The article above says that Santow is "positive about AI". I rather wish it had covered
what Santow is positive about, because from what they've quoted from him as to the things to be wary of, he seems to have a nuanced grip on things.
* A stand-out was a linguist using the out-of-copyright editions in the
Corpus of Middle English Prose and Verse, apparently unaware how much editorial shaping went into them, or that they are not at all up-to-date, or, upon quizzing by one of my colleagues, that the poetic texts might predate the manuscripts and differ significantly from spoken English at the time of the manuscript composition while also not reflecting spoken English of the putative poem composition date.
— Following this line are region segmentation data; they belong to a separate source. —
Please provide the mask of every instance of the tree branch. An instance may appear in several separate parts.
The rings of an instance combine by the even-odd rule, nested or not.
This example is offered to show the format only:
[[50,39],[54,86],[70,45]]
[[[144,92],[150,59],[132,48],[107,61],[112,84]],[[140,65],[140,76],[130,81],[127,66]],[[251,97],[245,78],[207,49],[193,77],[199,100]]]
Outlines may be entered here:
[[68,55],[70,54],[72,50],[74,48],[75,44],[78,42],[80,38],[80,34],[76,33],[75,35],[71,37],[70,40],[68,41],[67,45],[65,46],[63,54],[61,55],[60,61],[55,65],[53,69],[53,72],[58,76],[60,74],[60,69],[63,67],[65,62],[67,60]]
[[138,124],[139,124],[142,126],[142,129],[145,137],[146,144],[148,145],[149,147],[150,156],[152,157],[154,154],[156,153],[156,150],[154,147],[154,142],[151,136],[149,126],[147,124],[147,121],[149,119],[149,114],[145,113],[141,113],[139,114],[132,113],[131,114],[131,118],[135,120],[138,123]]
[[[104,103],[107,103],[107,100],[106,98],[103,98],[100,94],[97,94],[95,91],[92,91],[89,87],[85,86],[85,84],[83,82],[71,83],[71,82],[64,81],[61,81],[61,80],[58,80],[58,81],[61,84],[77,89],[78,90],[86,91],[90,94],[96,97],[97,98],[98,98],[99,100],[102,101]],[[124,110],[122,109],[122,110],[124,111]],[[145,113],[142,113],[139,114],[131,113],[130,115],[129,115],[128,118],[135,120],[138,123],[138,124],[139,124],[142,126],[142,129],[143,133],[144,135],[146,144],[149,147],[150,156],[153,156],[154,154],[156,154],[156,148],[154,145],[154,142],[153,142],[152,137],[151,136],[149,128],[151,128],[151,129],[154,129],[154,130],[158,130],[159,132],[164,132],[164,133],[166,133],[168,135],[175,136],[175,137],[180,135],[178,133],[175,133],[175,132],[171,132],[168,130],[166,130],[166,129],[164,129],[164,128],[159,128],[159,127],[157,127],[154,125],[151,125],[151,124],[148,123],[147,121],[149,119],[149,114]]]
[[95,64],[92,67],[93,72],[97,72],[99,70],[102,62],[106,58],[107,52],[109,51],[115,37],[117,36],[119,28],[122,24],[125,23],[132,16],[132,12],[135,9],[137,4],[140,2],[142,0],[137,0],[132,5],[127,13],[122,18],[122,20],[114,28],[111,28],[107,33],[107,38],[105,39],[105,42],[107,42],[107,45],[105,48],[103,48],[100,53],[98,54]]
** I don't have my 2005 syllabi to hand anymore, more fool me. I do not think that the article we were given was Diana Eades,
"The case for Condren: Aboriginal English, pragmatics and the law", Journal of Pragmatics 20.2 (1993) 141-162, but it definitely cited that article and Condren's case. Condren is a QLD case and I think the article I read was about a cohort of WA police transcripts - but that article I just cited is useful in that it has a good-enough overview in the unpaywalled abstract to illustrate my point.
*** For instance,
PHREDSS, the system which monitors presentations to NSW emergency departments and produces a read-out with alerts of Public Health Interest, is an LLM. You can find a fairly readable evaluation of its use in regional NSW in relation to large gatherings and public health disaster response
on the Department of Health and Aging's website. What I know from my Sources in stats is that the surveilance model is designed specifically for how emergency departments use language and record presentations, and then even the simplest-seeming uses for public health are looked at by experts in both this kind of stats, and epidemology.
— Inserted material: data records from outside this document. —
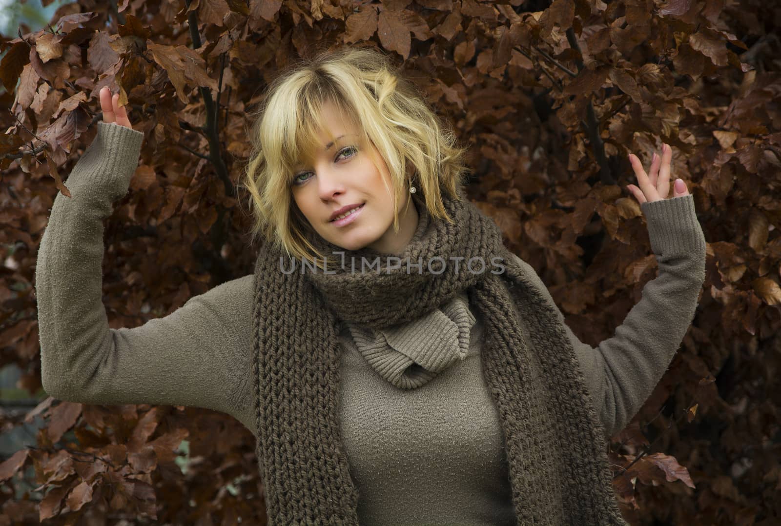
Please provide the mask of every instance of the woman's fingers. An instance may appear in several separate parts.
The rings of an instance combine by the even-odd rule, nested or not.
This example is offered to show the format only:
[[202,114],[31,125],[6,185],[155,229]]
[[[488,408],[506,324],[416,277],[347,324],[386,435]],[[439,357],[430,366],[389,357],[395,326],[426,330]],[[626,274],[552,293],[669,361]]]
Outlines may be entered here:
[[125,106],[119,105],[119,94],[115,94],[111,101],[112,105],[114,107],[114,115],[116,116],[116,123],[131,128],[130,119],[127,117],[127,109]]
[[662,164],[662,158],[654,152],[654,155],[651,157],[651,168],[648,169],[648,179],[651,180],[651,183],[656,186],[656,182],[658,180],[659,177],[659,165]]
[[634,186],[633,184],[626,185],[626,190],[632,192],[632,195],[635,197],[635,199],[637,199],[637,202],[640,203],[640,204],[647,201],[647,199],[645,198],[645,196],[643,195],[643,192],[640,191],[640,189]]
[[101,88],[100,108],[103,112],[104,123],[113,123],[133,128],[130,125],[130,119],[127,116],[127,108],[119,105],[119,94],[112,95],[111,90],[108,87]]
[[636,194],[635,197],[637,197],[637,201],[644,203],[646,201],[655,201],[658,199],[656,188],[651,183],[645,170],[643,169],[643,163],[637,158],[637,156],[634,154],[629,154],[629,162],[632,164],[632,169],[634,170],[635,176],[637,178],[637,186],[640,187],[640,190],[643,197],[643,200],[640,201],[640,196]]
[[100,90],[100,108],[103,112],[104,123],[113,123],[116,120],[112,104],[111,90],[106,87]]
The example I was given by my Sources was "pneumonia": in 2020, every day our good friend PHREDSS delivered unto the NSW government its ED data, tagged by presenting condition and location. Pneumonia was a leading indicator for COVID-19 at the time. However, someone has to check and weed out the "person didn't actually drown but they got water on the lungs" kind of pneumonia. (Given what I now know about the frequency of aspiration risks in the elderly and people with chronic illnesses, it's not going to be the surfing accidents that are the main reason you need a human to look at it: it's that if you get a statistical spike in pneumonia admissions from aged care homes in X region, you could be looking at a viral outbreak or you could be looking at some systemic failure of care leading to a whole bunch of elderly people aspirating and it not being addressed appropriately, leading to pneumonia.)
This 2015 article looks at the ED-side data capture problems relating to "alcohol syndrome", and whether such data has "positive predictive" value for public health, if this sort of thing tickles your brain.